1.7 Metode Pengumpulan dan Analisis Data Penelitian ini akan dilakukan melalui tiga tahapan upaya strategis dalam menelusuri atau memecahkan masalah seperti yang dikemukakan oleh Sudaryanto (1993), yaitu tahap penyediaan data, tahap penganalisisan data, dan tahap penyajian hasil analisis data.
7
Tahap penyediaan data dilakukan dengan metode simak kemudian dilanjutkan dengan teknik catat, yaitu dengan mencatat kalimat-kalimat yang dianggap mengandung kata-kata deiksis endofora langsung dari sumber data. Data yang telah terkumpul lalu diseleksi kelayakannya untuk dianalisis, yaitu apakah kata-kata yang terdapat dalam kalimat-kalimat tersebut benar-benar deiktis atau tidak. Pada tahap penganalisisan data, digunakan metode padan; yaitu metode penelitian bahasa yang alat penentunya di luar, terlepas, dan tidak menjadi bagian dari bahasa (langue) yang bersangkutan (Sudaryanto, 1993: 13).

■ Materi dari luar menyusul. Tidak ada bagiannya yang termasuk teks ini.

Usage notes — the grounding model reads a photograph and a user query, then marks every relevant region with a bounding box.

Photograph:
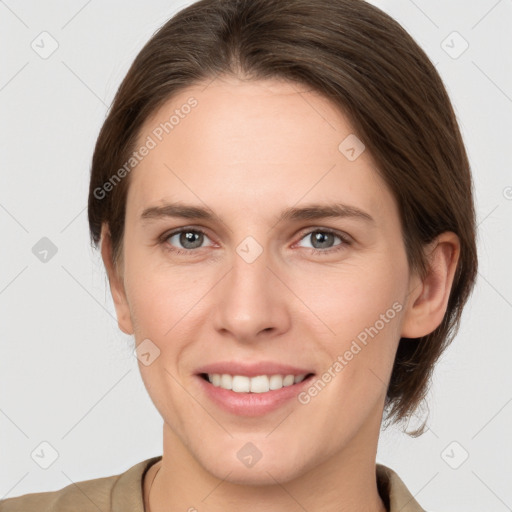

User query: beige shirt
[0,455,425,512]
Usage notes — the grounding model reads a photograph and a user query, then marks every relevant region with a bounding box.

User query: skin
[102,77,459,512]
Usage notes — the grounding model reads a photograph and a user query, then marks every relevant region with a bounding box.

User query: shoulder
[0,456,161,512]
[377,464,426,512]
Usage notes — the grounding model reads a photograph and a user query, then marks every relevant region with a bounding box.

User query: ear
[101,224,134,334]
[401,231,460,338]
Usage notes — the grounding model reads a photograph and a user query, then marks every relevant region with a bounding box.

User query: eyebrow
[141,203,375,224]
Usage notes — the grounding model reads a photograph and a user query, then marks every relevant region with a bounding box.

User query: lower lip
[197,375,314,416]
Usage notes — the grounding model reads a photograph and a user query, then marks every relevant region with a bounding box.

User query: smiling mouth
[199,373,314,394]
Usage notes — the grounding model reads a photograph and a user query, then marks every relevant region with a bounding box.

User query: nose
[214,244,292,343]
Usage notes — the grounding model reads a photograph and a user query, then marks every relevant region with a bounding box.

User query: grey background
[0,0,512,512]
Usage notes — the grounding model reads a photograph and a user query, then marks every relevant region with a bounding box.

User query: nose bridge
[215,237,289,341]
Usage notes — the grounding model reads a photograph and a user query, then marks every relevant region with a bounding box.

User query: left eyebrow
[141,203,375,223]
[277,203,375,222]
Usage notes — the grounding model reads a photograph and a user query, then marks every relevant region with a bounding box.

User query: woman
[1,0,477,512]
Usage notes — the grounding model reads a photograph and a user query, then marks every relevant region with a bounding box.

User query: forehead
[128,78,393,220]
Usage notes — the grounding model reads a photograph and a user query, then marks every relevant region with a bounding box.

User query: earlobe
[101,224,134,335]
[401,232,460,338]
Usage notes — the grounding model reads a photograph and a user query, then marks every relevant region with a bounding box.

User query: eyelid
[158,226,354,253]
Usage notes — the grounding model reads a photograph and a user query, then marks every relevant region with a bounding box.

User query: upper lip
[197,361,314,377]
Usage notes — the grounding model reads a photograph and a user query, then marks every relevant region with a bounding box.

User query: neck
[145,412,386,512]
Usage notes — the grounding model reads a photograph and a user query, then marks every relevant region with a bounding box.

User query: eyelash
[158,227,351,255]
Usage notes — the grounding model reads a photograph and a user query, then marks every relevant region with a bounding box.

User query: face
[107,78,411,483]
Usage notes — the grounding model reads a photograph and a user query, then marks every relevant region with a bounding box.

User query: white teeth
[208,373,306,393]
[231,375,251,393]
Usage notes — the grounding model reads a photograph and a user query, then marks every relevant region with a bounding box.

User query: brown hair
[88,0,477,435]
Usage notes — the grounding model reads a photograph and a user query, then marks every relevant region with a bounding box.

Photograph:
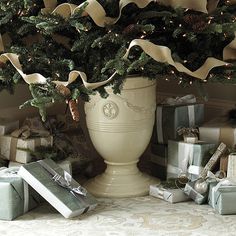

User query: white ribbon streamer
[0,53,47,84]
[162,94,197,106]
[125,39,229,80]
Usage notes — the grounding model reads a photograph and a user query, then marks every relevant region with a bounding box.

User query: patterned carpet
[0,196,236,236]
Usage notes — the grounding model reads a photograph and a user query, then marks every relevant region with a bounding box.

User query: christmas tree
[0,0,236,119]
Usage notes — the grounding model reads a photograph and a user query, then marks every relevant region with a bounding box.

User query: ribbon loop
[52,171,87,196]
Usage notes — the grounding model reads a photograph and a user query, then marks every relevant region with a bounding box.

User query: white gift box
[18,159,97,218]
[227,153,236,178]
[8,160,72,175]
[0,118,19,135]
[0,135,53,163]
[149,184,190,203]
[199,118,236,147]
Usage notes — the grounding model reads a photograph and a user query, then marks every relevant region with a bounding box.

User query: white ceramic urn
[85,77,157,197]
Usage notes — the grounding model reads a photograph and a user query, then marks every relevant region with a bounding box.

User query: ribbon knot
[163,94,197,106]
[52,171,87,197]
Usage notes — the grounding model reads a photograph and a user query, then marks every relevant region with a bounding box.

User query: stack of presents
[0,115,97,220]
[149,95,236,215]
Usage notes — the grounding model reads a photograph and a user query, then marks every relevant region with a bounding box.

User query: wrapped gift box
[0,168,40,220]
[8,160,72,175]
[19,159,97,218]
[0,118,19,135]
[184,180,208,205]
[167,140,216,180]
[149,144,168,180]
[0,135,53,163]
[199,118,236,147]
[227,153,236,178]
[156,103,204,144]
[208,179,236,215]
[207,181,218,207]
[149,184,190,203]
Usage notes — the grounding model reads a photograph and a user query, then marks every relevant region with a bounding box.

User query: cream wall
[0,85,65,121]
[157,81,236,121]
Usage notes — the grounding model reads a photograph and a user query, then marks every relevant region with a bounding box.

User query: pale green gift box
[0,168,40,220]
[184,180,208,205]
[208,179,236,215]
[156,103,204,144]
[19,159,97,218]
[167,140,216,181]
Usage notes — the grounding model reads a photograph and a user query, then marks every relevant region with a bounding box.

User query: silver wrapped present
[167,140,216,181]
[149,184,190,203]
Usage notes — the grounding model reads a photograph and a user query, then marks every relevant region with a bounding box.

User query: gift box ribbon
[38,161,87,197]
[156,94,196,143]
[167,144,203,176]
[212,178,236,208]
[0,167,29,213]
[153,186,172,201]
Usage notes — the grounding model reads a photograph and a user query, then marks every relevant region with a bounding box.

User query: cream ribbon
[125,39,229,80]
[52,0,210,27]
[0,53,47,84]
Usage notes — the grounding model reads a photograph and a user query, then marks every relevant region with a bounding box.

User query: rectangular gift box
[199,118,236,148]
[8,160,72,175]
[0,168,40,220]
[149,144,168,180]
[167,140,216,180]
[184,180,208,205]
[0,118,19,135]
[208,179,236,215]
[149,184,190,203]
[156,103,204,144]
[227,153,236,178]
[0,135,53,163]
[19,159,97,218]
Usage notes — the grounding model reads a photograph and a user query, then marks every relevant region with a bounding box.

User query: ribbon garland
[0,0,236,89]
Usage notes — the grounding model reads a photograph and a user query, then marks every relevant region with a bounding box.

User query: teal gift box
[208,179,236,215]
[156,97,204,144]
[149,144,168,180]
[19,159,97,218]
[0,168,40,220]
[167,140,216,181]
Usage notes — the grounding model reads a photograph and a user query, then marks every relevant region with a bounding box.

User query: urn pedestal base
[85,77,158,197]
[85,162,159,197]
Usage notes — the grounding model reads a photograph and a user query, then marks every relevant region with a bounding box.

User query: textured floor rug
[0,197,236,236]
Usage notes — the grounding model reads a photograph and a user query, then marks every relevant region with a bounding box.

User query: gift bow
[163,94,197,106]
[0,167,29,213]
[212,175,236,208]
[52,171,87,197]
[11,125,50,139]
[38,160,87,197]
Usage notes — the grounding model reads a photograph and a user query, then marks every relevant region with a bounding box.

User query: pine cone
[183,14,207,32]
[192,21,207,32]
[122,24,137,35]
[56,84,71,97]
[68,99,79,121]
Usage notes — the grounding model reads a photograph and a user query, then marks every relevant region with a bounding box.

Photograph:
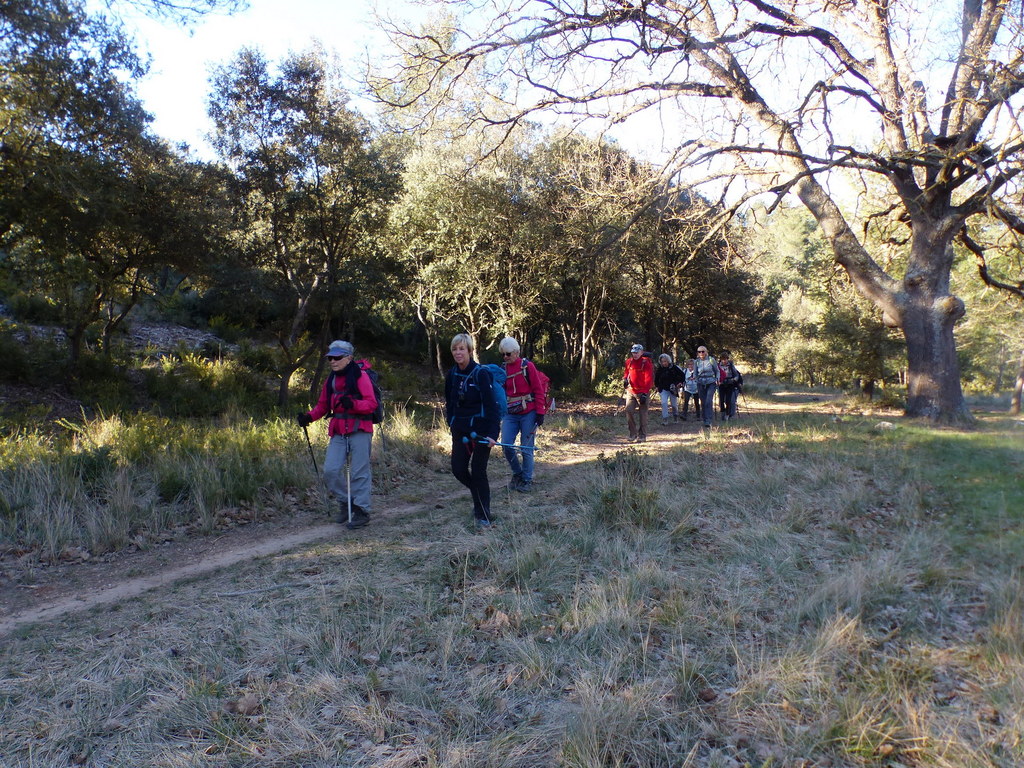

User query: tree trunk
[902,296,973,423]
[1010,350,1024,416]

Metode padan dalam penelitian ini menggunakan alat penentu, yakni referen atau apa yang dibicarakan, sehingga disebut juga metode referensial. Teknik yang digunakan adalah teknik pilah unsur tertentu (PUP) sebagai teknik dasar dengan membedakan referen atau sosok teracu yang ditunjuk oleh kata ganti yang sebelumnya sudah diketahui. Kemudian dilanjutkan dengan teknik hubung banding menyamakan (HBS) dan teknik hubung banding memperbedakan (HBB) sebagai teknik lanjutannya. Tahap akhir merupakan penyajian hasil analisis data, yaitu dengan menuliskan hasil penelitian dalam bentuk skripsi.
1.8 Sistematika Penyajian Hasil penelitian ini disajikan ke dalam empat bab sebagai berikut: Bab I
Pendahuluan, diuraikan menjadi latar belakang, rumusan permasalahan, tujuan penelitian, tinjauan pustaka, ruang lingkup penelitian, landasan teori, metode pengumpulan dan analisis data, serta sistematika penyajian.
8
Bab II Landasan teori, berisi uraian lebih lengkap mengenai teori yang digunakan dalam penelitian, yakni deiksis dan teori terjemahan. Bab III Analisis, berisi pemaparan analisis bentuk kata-kata deiktis endofora bahasa Prancis dan penerjemahannya dalam bahasa Indonesia. Bab IV Kesimpulan.